According to nearly identical press releases from both companies, Oiltanking has responded by alleging that the dissociation is wrongful breach of the TOPS partnership agreement. Both companies say their actions “are permitted by, and in accordance with, the terms of the TOPS partnership agreement,” and they will, “should the need arise,…vigorously defend” their actions. At presstime Apr. 22, a promised statement from Oiltanking had not been issued.

Arrow’s CSM–LNG proposal gets approval

Brisbane–based Arrow Energy Ltd. and its partner Liquefied Natural Gas Ltd. of Perth have taken another step towards building the world’s first coal seam methane (CSM)–to–LNG plant following Queensland’s approval of the group’s environmental impact statement (EIS) for the proposed Fisherman’s Landing plant site near Gladstone, Queensland. The approval completes the EIS process and enables the partners to progress to development approvals stage.

Five specific approvals are now needed to enable a final investment decision to be taken on the project by yearend.

The group also is working with the Gladstone Ports Corp. to obtain access to the site so that early preparation works can begin in October. The overall plan involves construction of a 450 km pipeline from Arrow’s CSM fields in the Surat basin of southeastern Queensland to Gladstone where LNG Ltd. will build the initial 1.5–million–tonne/year LNG plant at Fisherman’s Landing. A second train of similar capacity also is planned.

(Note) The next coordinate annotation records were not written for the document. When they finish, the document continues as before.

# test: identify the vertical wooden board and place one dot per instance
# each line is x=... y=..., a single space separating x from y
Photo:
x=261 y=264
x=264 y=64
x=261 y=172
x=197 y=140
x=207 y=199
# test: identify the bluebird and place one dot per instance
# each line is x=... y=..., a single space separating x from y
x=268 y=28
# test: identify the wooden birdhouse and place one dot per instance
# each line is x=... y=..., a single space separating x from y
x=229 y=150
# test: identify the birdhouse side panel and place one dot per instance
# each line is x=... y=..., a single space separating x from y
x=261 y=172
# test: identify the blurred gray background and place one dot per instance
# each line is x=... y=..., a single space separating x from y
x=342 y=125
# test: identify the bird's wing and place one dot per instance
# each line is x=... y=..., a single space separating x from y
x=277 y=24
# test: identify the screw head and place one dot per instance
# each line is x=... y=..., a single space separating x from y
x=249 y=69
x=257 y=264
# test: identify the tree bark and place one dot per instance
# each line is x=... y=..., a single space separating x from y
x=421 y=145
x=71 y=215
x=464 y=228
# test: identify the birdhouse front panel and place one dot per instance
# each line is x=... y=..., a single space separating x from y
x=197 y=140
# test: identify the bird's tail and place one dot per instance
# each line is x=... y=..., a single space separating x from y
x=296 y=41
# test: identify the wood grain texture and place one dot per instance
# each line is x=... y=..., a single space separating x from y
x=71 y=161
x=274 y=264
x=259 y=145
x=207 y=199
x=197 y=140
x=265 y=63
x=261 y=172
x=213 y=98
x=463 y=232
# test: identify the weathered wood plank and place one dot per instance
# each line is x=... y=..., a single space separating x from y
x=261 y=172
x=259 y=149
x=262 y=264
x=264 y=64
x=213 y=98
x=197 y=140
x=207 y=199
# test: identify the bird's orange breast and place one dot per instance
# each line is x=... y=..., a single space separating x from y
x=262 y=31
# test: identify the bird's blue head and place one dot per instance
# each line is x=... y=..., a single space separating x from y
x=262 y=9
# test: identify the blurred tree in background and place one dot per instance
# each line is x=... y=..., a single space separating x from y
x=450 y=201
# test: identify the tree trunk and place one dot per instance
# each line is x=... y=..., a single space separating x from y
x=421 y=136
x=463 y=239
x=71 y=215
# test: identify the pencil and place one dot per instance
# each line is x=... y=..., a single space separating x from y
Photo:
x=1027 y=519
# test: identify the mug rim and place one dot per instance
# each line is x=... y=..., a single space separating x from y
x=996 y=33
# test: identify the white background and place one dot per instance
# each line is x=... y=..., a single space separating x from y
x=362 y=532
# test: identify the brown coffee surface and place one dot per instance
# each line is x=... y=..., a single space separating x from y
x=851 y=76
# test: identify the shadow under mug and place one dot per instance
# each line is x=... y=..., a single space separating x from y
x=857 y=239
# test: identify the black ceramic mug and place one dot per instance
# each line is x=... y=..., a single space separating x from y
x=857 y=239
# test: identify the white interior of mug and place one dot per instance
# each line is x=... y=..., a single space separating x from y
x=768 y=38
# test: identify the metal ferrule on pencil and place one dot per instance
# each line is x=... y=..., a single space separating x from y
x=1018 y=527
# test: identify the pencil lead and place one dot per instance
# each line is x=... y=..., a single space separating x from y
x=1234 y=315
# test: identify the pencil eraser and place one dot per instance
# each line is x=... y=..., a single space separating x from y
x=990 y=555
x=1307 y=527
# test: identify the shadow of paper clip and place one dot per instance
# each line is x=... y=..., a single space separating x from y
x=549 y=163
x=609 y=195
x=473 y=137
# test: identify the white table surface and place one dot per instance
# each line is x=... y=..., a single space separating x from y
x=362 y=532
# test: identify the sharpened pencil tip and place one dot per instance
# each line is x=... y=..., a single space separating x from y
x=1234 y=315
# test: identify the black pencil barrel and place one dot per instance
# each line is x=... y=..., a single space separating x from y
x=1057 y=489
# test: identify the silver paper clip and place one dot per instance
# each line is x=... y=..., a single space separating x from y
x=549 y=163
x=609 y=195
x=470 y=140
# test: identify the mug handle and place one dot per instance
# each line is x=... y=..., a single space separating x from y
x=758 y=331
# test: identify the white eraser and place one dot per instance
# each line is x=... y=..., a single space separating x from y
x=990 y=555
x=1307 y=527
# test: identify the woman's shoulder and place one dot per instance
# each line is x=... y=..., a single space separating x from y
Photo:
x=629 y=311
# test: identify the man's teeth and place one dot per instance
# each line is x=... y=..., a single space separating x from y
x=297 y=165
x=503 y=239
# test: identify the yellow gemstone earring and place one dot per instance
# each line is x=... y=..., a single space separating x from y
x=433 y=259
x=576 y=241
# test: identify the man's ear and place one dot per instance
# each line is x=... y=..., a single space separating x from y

Arrow will have primary responsibility for the CSM development, while LNG Ltd. will focus on the plant development.

Arrow can acquire up to 20% interest in the Fisherman’s Landing facilities and also has an option to acquire a 50% stake in any other CSM–LNG plants subsequently developed.

The scheduled on–stream date for the first train is 2012.

AGA Gas awards LNG terminal contract

AGA Gas AB plans to import LNG through a small scale terminal 55 km south of Stockholm by May 2011, a company spokesman told OGJ. The terminal with capacity to process 300,000–400,000 tonnes/year of LNG will be at Brunnsviksholme outside Nynashamn. It will be supplied with LNG from the Skangass liquefaction plant in Stavanger, which has a capacity of 300,000 tonnes/year, and other terminals in Europe.

“Our terminal will have 20,000 cu m of storage capacity,” said the company representative. “We have awarded the construction contract of the terminal to NCC Construction Sweden.”

A new LNG tank will be built in slip form 33 m high and 38 m in diameter. It is expected to be finished during the first half of 2010. The terminal and tank will cost 275 million Swedish Krona.

“The terminal…will be the first of its type in Sweden and will facilitate the utilization of natural gas in Central Sweden. Fortum, among others, will use the natural gas to replace petroleum for city–gas production in Stockholm and the Nynas refinery will use the natural gas in its production of hydrogen gas,” said NCC Construction. The harbor for the terminal will receive tankers 160 m in length with a depth of 9 m. “These will be ships with a capacity of 50,000 cu m,” the AGA Gas spokesman told OGJ.

A 100–m bridge will connect Brunnsviksholme with the mainland. The contract also includes construction of a service building, an access road to Norviksvagen, a vehicle bay for receipt of LNG, and some ground work.